Loch Lomond and the Trossachs, established as Scotland’s first National Park in 2002, required a visitor facility that could cope with millions of visitors per year whilst introducing the concept of sustainability in the natural environment.
Bennetts Associates’ steel and glass pavilion, one of three buildings that together make up the Lomond Shores development, is constructed on a disused gravel pit at the southern end. In contrast to many other visitor centres, the transparency of its construction suggests that the main exhibit is the world outside and, in a sensitive response to the building, the exhibition design comprises a number of simple cubes that are positioned well inboard from the external walls. To accentuate the relationship with the landscape, the last structural bay of the building is open-sided and cantilevers over the water.

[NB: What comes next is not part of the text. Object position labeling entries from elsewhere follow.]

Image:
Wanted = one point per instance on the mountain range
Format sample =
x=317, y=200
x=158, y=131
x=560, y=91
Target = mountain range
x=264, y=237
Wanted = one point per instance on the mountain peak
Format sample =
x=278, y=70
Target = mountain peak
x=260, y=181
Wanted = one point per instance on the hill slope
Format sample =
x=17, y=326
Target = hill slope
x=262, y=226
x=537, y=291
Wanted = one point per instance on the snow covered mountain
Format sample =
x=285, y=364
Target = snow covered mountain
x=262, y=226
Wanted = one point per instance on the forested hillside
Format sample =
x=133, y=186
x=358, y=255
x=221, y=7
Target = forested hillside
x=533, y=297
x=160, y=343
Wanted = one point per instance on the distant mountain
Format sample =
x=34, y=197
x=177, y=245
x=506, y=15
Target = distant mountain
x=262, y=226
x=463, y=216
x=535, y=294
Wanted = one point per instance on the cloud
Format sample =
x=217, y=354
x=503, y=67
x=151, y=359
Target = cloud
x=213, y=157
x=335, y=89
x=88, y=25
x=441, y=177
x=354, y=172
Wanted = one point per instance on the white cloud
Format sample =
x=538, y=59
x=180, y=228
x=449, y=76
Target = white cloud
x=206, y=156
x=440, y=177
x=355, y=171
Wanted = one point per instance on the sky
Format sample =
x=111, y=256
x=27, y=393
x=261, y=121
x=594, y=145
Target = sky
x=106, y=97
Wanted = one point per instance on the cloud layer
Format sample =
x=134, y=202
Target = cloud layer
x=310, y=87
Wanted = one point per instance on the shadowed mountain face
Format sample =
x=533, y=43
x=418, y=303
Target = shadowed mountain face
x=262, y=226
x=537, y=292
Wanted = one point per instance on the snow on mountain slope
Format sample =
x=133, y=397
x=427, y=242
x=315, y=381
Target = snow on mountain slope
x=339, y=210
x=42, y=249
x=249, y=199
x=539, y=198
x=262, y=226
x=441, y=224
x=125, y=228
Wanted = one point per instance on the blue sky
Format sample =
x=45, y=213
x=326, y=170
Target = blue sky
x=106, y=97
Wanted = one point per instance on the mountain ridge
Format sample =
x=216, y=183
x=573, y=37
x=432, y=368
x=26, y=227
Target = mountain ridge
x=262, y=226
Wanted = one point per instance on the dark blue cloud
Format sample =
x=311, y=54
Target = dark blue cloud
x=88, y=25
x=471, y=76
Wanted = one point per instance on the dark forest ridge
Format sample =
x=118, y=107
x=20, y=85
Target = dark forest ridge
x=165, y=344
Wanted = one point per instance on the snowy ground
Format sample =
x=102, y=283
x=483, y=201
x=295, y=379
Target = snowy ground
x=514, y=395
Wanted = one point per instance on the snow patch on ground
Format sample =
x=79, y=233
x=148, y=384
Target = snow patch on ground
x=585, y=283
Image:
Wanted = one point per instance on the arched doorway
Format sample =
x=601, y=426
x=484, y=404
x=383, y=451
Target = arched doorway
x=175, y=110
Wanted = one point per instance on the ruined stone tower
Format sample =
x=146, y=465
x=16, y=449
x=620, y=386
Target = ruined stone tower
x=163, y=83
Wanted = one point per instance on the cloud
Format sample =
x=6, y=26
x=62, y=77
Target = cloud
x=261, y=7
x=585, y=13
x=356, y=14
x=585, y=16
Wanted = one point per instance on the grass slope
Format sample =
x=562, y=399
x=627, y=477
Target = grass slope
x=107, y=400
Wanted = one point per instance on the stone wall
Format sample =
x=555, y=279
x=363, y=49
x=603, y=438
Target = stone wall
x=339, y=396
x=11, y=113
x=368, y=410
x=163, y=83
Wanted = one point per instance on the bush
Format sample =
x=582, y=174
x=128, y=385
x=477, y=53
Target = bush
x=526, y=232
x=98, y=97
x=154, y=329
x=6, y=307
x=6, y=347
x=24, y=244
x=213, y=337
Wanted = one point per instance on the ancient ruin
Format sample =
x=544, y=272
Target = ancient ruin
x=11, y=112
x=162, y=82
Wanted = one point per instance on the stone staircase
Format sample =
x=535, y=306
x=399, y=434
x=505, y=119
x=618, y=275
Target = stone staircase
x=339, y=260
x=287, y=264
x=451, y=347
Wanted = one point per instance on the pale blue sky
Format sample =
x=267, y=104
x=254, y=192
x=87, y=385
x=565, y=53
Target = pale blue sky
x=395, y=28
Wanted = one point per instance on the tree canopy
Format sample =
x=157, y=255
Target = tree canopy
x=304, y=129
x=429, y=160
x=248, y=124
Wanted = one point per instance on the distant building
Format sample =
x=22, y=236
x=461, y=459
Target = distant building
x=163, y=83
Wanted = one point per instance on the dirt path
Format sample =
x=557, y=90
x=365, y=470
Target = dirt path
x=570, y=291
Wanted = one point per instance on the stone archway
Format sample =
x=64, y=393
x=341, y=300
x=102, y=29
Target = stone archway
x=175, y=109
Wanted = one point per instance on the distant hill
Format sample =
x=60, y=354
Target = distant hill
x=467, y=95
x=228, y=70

A 100m long, freestanding, timber colonnade provides a threshold between the Centre and the development as a whole, as a way of distinguishing the smallest building’s role from that of its more commercial neighbours and ensuring that its significance to visitors is beyond its physical size.
The entrance lobby and main stair landing form a prominent part of the colonnade’s function and visual composition.
To reduce carbon dioxide emissions from construction and use of the Centre, servicing is minimal and local materials are used wherever appropriate. As all available Scottish hardwood was allocated to the Scottish Parliament project at the time, storm-damaged oak donated by the French Government was used to fabricate the timber colonnade.
Beyond the Centre, a woodland walkway, animated by a series of public art installations leads from the building to a nearby beach that commands spectacular views over the Loch towards Ben Lomond.